Подводя итоги своего исследования, автор отмечает, что идеологические кампании послевоенных лет нельзя рассматривать как простое вмешательство партийного руководства в деятельность учёных, поскольку советская историческая наука к тому моменту составляла уже неотъемлемую часть сталинской политической системы. В то же время наряду с многочисленными механизмами идеологического контроля, выстроенными в предшествующие годы, продолжали функционировать разнообразные структуры и традиции, специфические для мира науки. Это позволяло учёным сохранять определённую автономию: не только они вынуждены были подстраиваться под «руководящие указания» партии, но и партийной верхушке приходилось учитывать специфику научного сообщества. Именно с этим автор связывает возникновение изучаемого феномена идеологических кампаний, «которые должны были нагнетать обстановку, запуская очередной виток идеологической мобилизации» (с. 375). В подобных условиях способность учёных сопротивляться идеологическому нажиму определялась ситуацией в каждой конкретной дисциплине. Податливость исторической науки, готовность многих её представителей к активному участию в проработках, оказавшуюся, по некоторым свидетельствам, неожиданностью для самих организаторов, автор объясняет прежде всего значительной неоднородностью исторического «цеха», обусловившей его высокую внутреннюю конфликтность. В случаях, когда историки проявляли солидарность и оказывали сопротивление идеологическому нажиму, эффект от погромов заметно снижался. Автор оговаривается, что эти соображения не снимают вину за организацию описанных кампаний с партийного руководства, поскольку именно оно создало систему, в которой подобные явления оказались возможными, и именно его представители выступали в роли инициаторов идеологических проработок.

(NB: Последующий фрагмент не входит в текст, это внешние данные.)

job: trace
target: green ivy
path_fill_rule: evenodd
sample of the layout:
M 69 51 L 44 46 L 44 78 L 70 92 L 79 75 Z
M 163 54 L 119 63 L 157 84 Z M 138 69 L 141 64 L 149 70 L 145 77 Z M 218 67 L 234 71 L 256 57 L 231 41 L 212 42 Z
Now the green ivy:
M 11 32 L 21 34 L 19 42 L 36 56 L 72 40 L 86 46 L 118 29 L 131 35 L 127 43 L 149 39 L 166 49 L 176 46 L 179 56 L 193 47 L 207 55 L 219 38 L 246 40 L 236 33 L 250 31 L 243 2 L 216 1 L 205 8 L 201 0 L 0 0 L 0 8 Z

В книге подчёркивается также важное значение описываемых событий для последующего развития советской исторической науки: «Этот период следует рассматривать как время окончательного утверждения советской (во многом — сталинской) концепции мировой истории. Именно тогда были окончательно сформулированы и закреплены фундаментальные методологические и методические основы советского подхода к изучению истории. Многие теории, выработанные в условиях прямого влияния идеологических кампаний, прочно вошли, пусть и в видоизменённой форме, в официальный советский исторический нарратив. Слегка подправленными их можно было обнаружить в обобщающих трудах, монографиях и учебниках вплоть до распада СССР и даже позже» (с. 376–377).
Опубликовано в реферативном журнале: Социальные и гуманитарные науки. Отечественная и зарубежная литература. Сер. 5, История. 2018. № 2. С. 144–150.